The rituals of Hebrew worship were all meant to point to Christ and the Cross. All the Levitical sacrifices, all the prohibitions, everything was a way of foreshadowing something in the New Testament. All of that ritual was not, technically speaking, religious, because none of it had the power to bind back together. Like a batter who takes practice swings before he steps into the box, all the ritual of other Faiths are various ways of practicing for the fullness.

This is not to say that ritual is unnecessary. It is very necessary indeed. But it is necessary precisely because of the Cross – the ritual sacrifice which Passover signified.
Christ did not dispense with ritual, rather He began to emphasize how ritual was now fulfilled. The Passover meal became Eucharist, circumcision became the command to baptize. These are ritual activities, but now, because of Christ's religion, because He empowered them through the work of the Cross, they are ritual activities which actually heal, whereas before they were just empty works. Indeed, many of the empty works were no longer necessary because the fulfilled rituals did what the old works merely prophesied.

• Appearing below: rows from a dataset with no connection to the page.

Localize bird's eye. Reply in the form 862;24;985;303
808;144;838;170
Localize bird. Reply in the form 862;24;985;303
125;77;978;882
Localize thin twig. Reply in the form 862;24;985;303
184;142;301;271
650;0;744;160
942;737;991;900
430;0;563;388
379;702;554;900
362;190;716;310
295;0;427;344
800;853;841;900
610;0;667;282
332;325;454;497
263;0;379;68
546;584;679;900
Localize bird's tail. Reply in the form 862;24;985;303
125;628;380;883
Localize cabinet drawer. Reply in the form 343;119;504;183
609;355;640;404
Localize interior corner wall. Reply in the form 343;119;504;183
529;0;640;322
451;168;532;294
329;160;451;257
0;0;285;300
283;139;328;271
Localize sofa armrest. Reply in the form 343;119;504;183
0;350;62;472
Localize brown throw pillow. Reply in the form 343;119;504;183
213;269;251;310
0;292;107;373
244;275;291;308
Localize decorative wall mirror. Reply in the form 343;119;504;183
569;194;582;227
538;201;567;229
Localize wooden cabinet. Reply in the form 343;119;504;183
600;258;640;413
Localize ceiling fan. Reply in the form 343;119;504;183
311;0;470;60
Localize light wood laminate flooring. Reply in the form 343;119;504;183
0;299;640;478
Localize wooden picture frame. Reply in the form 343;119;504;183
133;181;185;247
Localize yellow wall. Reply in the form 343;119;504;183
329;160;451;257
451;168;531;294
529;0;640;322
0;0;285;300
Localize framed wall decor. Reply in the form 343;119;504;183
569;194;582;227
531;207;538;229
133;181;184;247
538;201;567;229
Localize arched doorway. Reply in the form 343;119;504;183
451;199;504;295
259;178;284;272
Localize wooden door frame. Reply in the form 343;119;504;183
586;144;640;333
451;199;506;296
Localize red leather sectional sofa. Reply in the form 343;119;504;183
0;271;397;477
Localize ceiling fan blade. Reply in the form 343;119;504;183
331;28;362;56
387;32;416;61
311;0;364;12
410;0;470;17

So, we no longer need circumcision because circumcision pointed to the tearing away of Christ’s flesh on the Cross, it pointed to the revelation the pagan soldier spoke as He saw the broken body, “Truly this is the Son of God!” Now baptism is the necessary thing, because it is burial with Christ and He commanded His apostles to keep and use this religiously-empowered ritual. Paul tells us the same thing regarding Passover-now-Eucharist - the apostles received it from Christ, he received it from the apostles, he passes it on to Corinth and the rest of the communities, and the communities are to pass it on to their children and their children’s children.

Right Worship
God made us body-soul composites, so He gave us a way to worship Him in both body and soul: the soul worships through prayer and praise, the body through physical action which mirrors the soul's internal disposition. That's the point of having ritual - it allows us to worship God body and soul. Everyone understands this. Evangelicals and fundamentalists sway during prayer with their arms raised, or fall down, slain in the Spirit, etc. Everyone understands we need to worship with our bodies as well as our souls.

"Incorporation" means "to make bodily". Liturgy literally incorporates Scripture. It tells us how to bodily respond to the truths we hear in Scripture. All good liturgy is just a compilation of Scripture with appropriate body responses: kneeling, genuflecting, standing, etc.

So what must we do to be saved? We must respond to God with everything we know and everything we are. The more we know, the more nuanced and complex our response will be, because we will try more and more to reflect in our own bodies the infinity that is God, trying to wrap ourselves within Him as completely as we can. As any married couple can tell you, love is both very simple and very complex - both at once and neither first. So it is with loving God through Scripture and liturgy.

Religion finds its origin in Christ the Bridegroom because He is the only one Who can marry together what is broken. Ritual finds its origin in Christ because He demands we worship Him with our whole beings, body and soul. That is why liturgical ritual changes our relationships, as anyone who has been through a marriage ritual can attest: “With my body, I thee worship.”